Aaron van Erp: een halve meter engagement (2007)

“Ik heb het recht te zwijgen”, zegt Aaron van Erp voorafgaande aan het gesprek met deze rijzende ster van de Nederlandse schilderkunst. Het is geen grapje.

Van Erp maakt gretig gebruik van zijn recht. Als hij niet in stilzwijgen vragen negeert geeft hij ontwijkende antwoorden. Het moet vooral niet persoonlijk worden. Over de steeds grotere afmetingen van zijn schilderijen praat hij echter wel honderduit. Harem met dwerg in ’t bad (2006) meet twee meter zeventig bij vier meter vijftig. “Veel groter kan ik in mijn atelier niet aan”. Harem met dwerg in ’t bad imponeert niet zozeer door de afmetingen als door de inhoud. De titel is misschien geestig, de afbeelding beslist naargeestig.
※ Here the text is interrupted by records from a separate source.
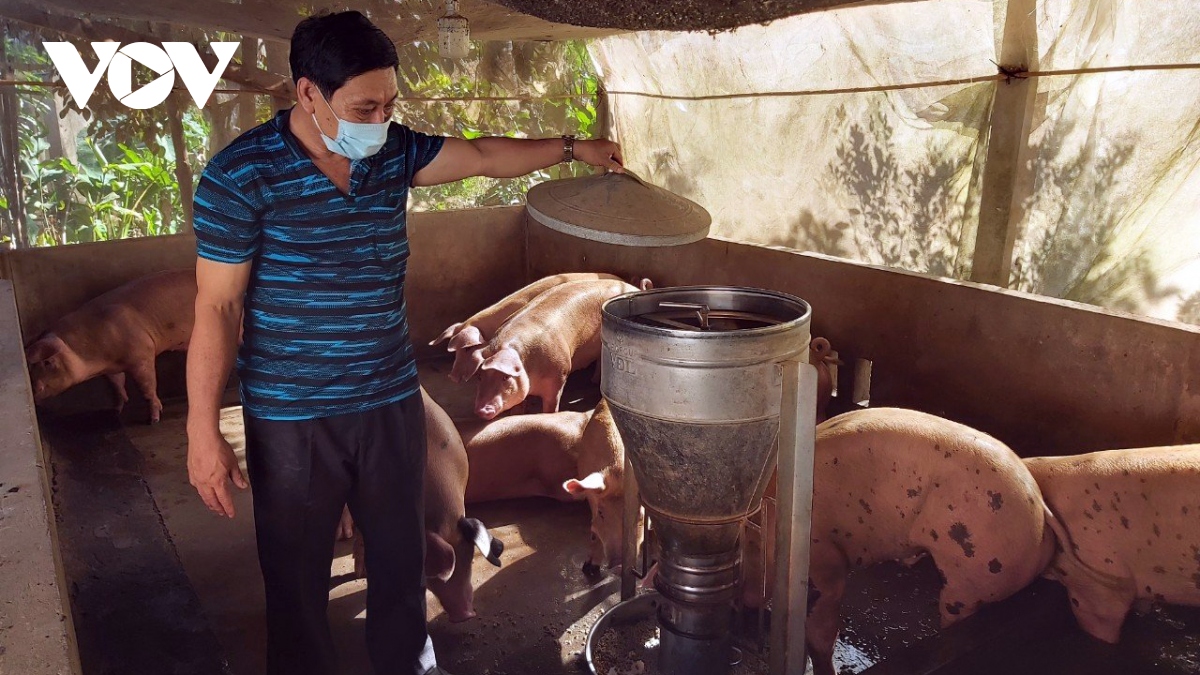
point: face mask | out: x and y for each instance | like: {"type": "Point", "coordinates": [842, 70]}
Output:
{"type": "Point", "coordinates": [355, 141]}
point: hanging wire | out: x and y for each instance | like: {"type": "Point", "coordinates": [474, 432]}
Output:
{"type": "Point", "coordinates": [47, 84]}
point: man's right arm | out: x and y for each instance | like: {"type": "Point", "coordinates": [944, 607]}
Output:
{"type": "Point", "coordinates": [211, 464]}
{"type": "Point", "coordinates": [227, 240]}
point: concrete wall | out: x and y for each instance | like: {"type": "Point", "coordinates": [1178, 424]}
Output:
{"type": "Point", "coordinates": [1044, 376]}
{"type": "Point", "coordinates": [461, 262]}
{"type": "Point", "coordinates": [36, 631]}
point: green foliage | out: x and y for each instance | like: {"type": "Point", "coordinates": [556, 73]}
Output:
{"type": "Point", "coordinates": [551, 90]}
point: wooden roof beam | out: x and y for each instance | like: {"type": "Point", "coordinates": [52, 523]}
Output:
{"type": "Point", "coordinates": [274, 21]}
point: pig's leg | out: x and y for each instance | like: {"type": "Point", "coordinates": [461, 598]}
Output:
{"type": "Point", "coordinates": [551, 402]}
{"type": "Point", "coordinates": [147, 380]}
{"type": "Point", "coordinates": [1101, 610]}
{"type": "Point", "coordinates": [827, 583]}
{"type": "Point", "coordinates": [360, 555]}
{"type": "Point", "coordinates": [118, 382]}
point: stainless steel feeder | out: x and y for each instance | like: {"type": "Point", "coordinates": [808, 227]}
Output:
{"type": "Point", "coordinates": [695, 378]}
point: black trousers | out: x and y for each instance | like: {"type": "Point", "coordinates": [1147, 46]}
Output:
{"type": "Point", "coordinates": [301, 475]}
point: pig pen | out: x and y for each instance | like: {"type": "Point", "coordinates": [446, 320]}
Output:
{"type": "Point", "coordinates": [156, 584]}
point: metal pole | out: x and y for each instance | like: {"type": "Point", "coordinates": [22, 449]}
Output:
{"type": "Point", "coordinates": [629, 533]}
{"type": "Point", "coordinates": [789, 604]}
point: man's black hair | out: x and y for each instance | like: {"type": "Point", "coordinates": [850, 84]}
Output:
{"type": "Point", "coordinates": [329, 49]}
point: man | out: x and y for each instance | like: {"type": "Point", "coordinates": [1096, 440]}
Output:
{"type": "Point", "coordinates": [300, 222]}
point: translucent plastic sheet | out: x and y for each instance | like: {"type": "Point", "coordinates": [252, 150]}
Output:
{"type": "Point", "coordinates": [863, 133]}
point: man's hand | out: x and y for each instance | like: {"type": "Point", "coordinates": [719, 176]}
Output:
{"type": "Point", "coordinates": [211, 465]}
{"type": "Point", "coordinates": [600, 153]}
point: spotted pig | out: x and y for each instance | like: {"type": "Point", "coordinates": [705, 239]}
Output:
{"type": "Point", "coordinates": [898, 484]}
{"type": "Point", "coordinates": [1131, 530]}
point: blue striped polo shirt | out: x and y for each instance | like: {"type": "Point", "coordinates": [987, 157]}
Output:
{"type": "Point", "coordinates": [325, 329]}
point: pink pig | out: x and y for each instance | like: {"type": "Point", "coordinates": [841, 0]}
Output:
{"type": "Point", "coordinates": [522, 455]}
{"type": "Point", "coordinates": [118, 333]}
{"type": "Point", "coordinates": [468, 336]}
{"type": "Point", "coordinates": [600, 461]}
{"type": "Point", "coordinates": [1129, 530]}
{"type": "Point", "coordinates": [450, 537]}
{"type": "Point", "coordinates": [544, 342]}
{"type": "Point", "coordinates": [563, 455]}
{"type": "Point", "coordinates": [898, 484]}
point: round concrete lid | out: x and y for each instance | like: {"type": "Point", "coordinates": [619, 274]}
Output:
{"type": "Point", "coordinates": [617, 208]}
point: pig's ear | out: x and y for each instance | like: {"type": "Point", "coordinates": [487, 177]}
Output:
{"type": "Point", "coordinates": [592, 482]}
{"type": "Point", "coordinates": [445, 334]}
{"type": "Point", "coordinates": [43, 348]}
{"type": "Point", "coordinates": [466, 339]}
{"type": "Point", "coordinates": [507, 362]}
{"type": "Point", "coordinates": [438, 556]}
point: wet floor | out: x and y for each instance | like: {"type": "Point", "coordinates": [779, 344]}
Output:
{"type": "Point", "coordinates": [161, 585]}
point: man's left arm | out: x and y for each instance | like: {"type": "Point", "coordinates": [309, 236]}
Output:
{"type": "Point", "coordinates": [510, 157]}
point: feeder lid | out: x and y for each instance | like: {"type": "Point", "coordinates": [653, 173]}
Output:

In een ouderwets aandoende ruimte, die het midden houdt tussen een fabriek en een gevangenis, wordt een naakte vrouw naar een leeg zwembad geleid door een gedaante die een sliert ingewanden in zijn hand houdt. In het bassin wacht een dwerg. Elders in de ruimte staat een vrouw, in een wit hemd met een Rode Kruis-logo, op een zeepkist. Een andere, naakte vrouw zit met gespreide benen tegen een muur. De beklemmende sfeer is er een van verschrikking en vernedering, alsof Markies de Sade de Abu Ghraib-gevangenis bezoekt. “Kun je er niet om lachen?”, vraagt Van Erp. Nou nee, want veel van zijn doeken tonen mensonterende situaties. Slavernij en martelpraktijken. Psychiatrische inrichtingen en concentratiekampen. “Er zit toch wel een absurde kant aan mijn werk en sommige mensen kunnen daar om lachen”. Het absurdisme in Van Erps werk is sarcastisch. De mens gereduceerd tot sadistische dwerg, zoals in De kleutertemmer of Kwelkabouter in de keuken van de fabriek. Er is veel rauw vlees te zien, niet alleen in de vorm van lappen spek die op bizarre locaties aan touwtjes hangen, maar ook in hoe Van Erp de mens weergeeft, in vluchtig bewegende Francis Bacon-achtige gedaantes. In een vroeg, niet in de expositie getoond werk, schilderde Van Erp een kwast met daarop een tekst die ooit de gitaar van protestzanger Woody Guthrie sierde. This machine kills fascists. “Hoe geëngageerd ik ben?” Met zijn handen wijst hij een halve meter aan. “Ik ben er niet zo mee bezig.” Dwergen maar ook gehaktballen, zoals in De gehaktballeneters, een guitige ode aan Vincent van Gogh, keren regelmatig terug in zijn werk. “Ik weet niet waar het allemaal vandaan komt”, zegt de kunstenaar afwezig. Aaron van Erp zwijgt weer. Eigenlijk is de zwijgende kunstenaar een verademing in het huidige tijdperk van mediageilheid. “Mijn kijk op de wereld spreekt voor zich in mijn werk. Wat het over mijzelf zegt, gaat niemand iets aan.”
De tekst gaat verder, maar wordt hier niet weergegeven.